In a sunless Europan ocean, a hypothetical biosphere cannot be sustained by photosynthetic processes. Instead, it must rely on consistent geochemical input from Europa’s ice shell and mantle. One such possible input is the generation of reactants through hydrothermal activity, serpentinization, and other byproducts of volcanic processes occurring on or just below Europa’s seafloor. However, silicate melting is thought to occur at depth in Europa’s mantle (> 100 km) and therefore any magma produced must penetrate and travel through a thick, resistant lithosphere in order to erupt. We conceptualize this process as occurring via the initiation and propagation of large, lithospheric-scale magmatic dikes due to melt pooling at the base of the Europan silicate lithosphere. In order to determine if mantle magmatic processes are sufficient to overcome Europa’s lithospheric resistance, we constructed a model of Europa’s mantle in the simulation code StagYY with a new melt extraction routine. In order to erupt, modeled mantle melt must be sufficiently buoyant to overcome the lithosphere’s tensile strength, forming a dike. This dike must then propagate upwards at a sufficient rate to reach the surface before cooling and solidifying as heat conducts into the cooler surrounding rock.

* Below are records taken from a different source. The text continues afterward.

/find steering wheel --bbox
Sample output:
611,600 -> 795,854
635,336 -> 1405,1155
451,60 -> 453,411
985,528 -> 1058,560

Preliminary results suggest that the potential for Europan seafloor volcanism is strongly limited by this lithospheric resistance. We find that, under present conditions, Europan mantle melt is unable to fracture rocks with tensile strengths greater than 2 MPa, comparable to the tensile strength of terrestrial rock at 20 km depth and plausibly Europa’s lithosphere. When a dike is initiated, we find that magma is unable to penetrate more than a few meters into the lithosphere. For our considered reference model conditions, average dike influx was 1x10^-4 m²/s, leading an average propagation height of 0.5 m and a maximum height of 1.7 m. We find that dike influxes on the order of 1 m²/s (equivalent to large terrestrial fissure eruptions) are generally required for eruption. Work is ongoing to characterize the influence of various mantle parameters (such as permeability, heat production, and magma viscosity) on eruptability to determine if those theoretical influxes are possible.